Suppose $G$ is a group, and there exists a finite normal subgroup $H$ of $G$, such that $\frac{G}{H}$ is locally cyclic. Is it always true, that in this case $G$ has a locally cyclic subgroup of finite index?
I know how to solve this problem for the specific case, where $\frac{G}{H}$ is cyclic. If it is finite, then the whole group is finite and thus all its subgroups, even the cyclic ones, have finite indices. If $\frac{G}{H} = \langle a \rangle_\infty$, subbose $b$ is some element from the preimage of $a$. $\langle b \rangle$ is infinite cyclic and all cosets of $H$ are of the form $Hb^n$ for some $n$. Thus $G = H \rtimes \langle b \rangle$. ant thus $\langle b \rangle$ is cyclic of finite index.
However, I have no idea how to extend this to locally cyclic groups.
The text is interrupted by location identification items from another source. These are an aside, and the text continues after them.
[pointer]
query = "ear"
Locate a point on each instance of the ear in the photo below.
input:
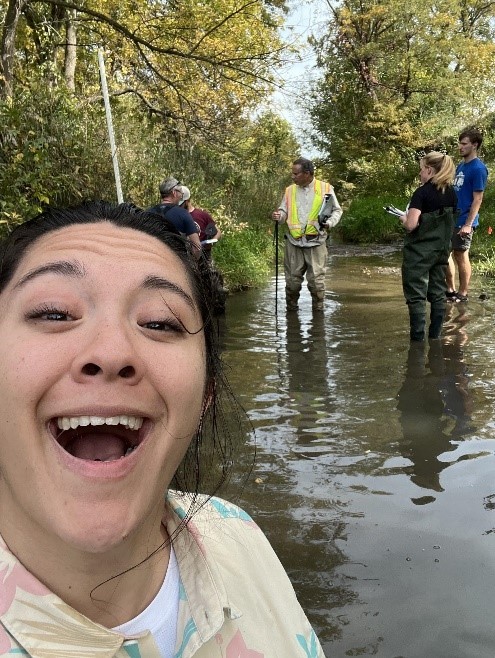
(209, 396)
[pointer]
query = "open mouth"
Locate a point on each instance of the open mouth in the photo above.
(98, 438)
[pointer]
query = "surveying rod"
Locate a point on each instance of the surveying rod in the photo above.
(108, 112)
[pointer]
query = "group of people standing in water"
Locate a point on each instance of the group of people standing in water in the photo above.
(440, 222)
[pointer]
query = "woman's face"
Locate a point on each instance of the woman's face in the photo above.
(101, 388)
(425, 172)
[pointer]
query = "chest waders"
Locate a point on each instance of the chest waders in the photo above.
(425, 257)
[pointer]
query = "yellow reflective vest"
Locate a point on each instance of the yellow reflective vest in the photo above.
(311, 229)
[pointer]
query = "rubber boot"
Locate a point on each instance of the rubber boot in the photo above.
(436, 321)
(291, 299)
(417, 323)
(318, 299)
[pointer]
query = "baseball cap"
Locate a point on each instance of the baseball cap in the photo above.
(186, 194)
(167, 185)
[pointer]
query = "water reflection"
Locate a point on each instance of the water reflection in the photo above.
(458, 402)
(307, 380)
(424, 426)
(434, 404)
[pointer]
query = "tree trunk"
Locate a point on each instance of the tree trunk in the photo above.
(7, 52)
(70, 50)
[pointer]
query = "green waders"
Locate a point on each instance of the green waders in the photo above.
(426, 253)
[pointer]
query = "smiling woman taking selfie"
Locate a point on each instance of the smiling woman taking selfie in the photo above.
(109, 378)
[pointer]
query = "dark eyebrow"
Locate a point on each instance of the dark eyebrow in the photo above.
(157, 283)
(64, 267)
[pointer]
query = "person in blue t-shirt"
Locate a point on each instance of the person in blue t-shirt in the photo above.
(469, 184)
(171, 195)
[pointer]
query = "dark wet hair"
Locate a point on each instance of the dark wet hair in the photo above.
(194, 472)
(474, 134)
(306, 165)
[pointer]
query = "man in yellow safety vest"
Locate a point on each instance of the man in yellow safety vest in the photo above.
(310, 208)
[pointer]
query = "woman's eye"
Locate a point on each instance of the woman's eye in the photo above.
(49, 314)
(173, 326)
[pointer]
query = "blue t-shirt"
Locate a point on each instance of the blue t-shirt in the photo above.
(177, 216)
(469, 177)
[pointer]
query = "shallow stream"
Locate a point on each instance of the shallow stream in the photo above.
(375, 469)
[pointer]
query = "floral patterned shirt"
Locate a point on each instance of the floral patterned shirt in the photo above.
(236, 600)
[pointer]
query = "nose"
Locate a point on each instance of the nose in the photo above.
(109, 354)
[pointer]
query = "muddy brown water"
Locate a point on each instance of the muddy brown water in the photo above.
(375, 470)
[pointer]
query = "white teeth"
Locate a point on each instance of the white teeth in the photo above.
(73, 422)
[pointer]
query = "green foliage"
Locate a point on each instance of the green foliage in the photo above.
(245, 258)
(397, 75)
(367, 222)
(53, 152)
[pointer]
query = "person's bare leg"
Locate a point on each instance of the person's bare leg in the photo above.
(450, 275)
(464, 269)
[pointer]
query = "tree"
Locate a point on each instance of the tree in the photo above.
(397, 74)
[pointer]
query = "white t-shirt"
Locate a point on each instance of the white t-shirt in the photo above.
(160, 617)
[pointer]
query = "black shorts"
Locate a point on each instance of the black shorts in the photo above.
(461, 243)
Yes. Let $A\le G$ be the centralizer of $H$; so $A$ has finite index in $G$ and $A/(A\cap H)$ is locally cyclic. So $A$ is central-by-(locally cyclic). Since central-by-cyclic implies abelian, it follows that central-by-(locally cyclic) implies abelian. Hence $A$ is abelian.
Now let's do the abelian case: $A$ is abelian, $F$ a finite subgroup with $A/F$ locally cyclic.
First case: $A/F$ is torsion; so $A$ is torsion. For every prime $p$ such that $F$ has no element of order $p$, the $p$-component $A_p$ of $A$ is locally cyclic, so we can can concentrate on $B=\prod_p A_p\le A$ where $p$ ranges over the finite set of primes $p$ dividing $|F|$. Then $B$ is finite and $B/F\simeq\mathbf{Z}[1/|F|]/\mathbf{Z}$. From the structure of artinian abelian groups, it follows that the divisible subgroup of $B$ has finite index in $B$ and is isomorphic to $\mathbf{Z}[1/|F|]/\mathbf{Z}$.
Otherwise $A/F$ is torsion-free. In this case $A\simeq (A/F)\times F$ by a classical theorem of Baer (see for instance this MO answer). But let me give a direct proof in this case to make this answer self-contained. I claim that there exists $n\ge 1$ such that $nA\cap F=\{0\}$. Indeed otherwise there exists a nontrivial element in $F\cap\bigcap_{n\ge 1}nA$, and hence $A$ has elements of arbitrary large finite order. But $A$ being finite-by-(torsion-free), this is a contradiction. Next, since $B=A/F$ is locally cyclic, $B/nB$ is finite for all $n\ge 1$. Hence $A/nA$ is finite for all $n\ge 1$. Then choose $n$ such that $nA\cap F=\{0\}$: then $nA$ has finite index and is isomorphic to a subgroup of $A/F$, so is torsion-free.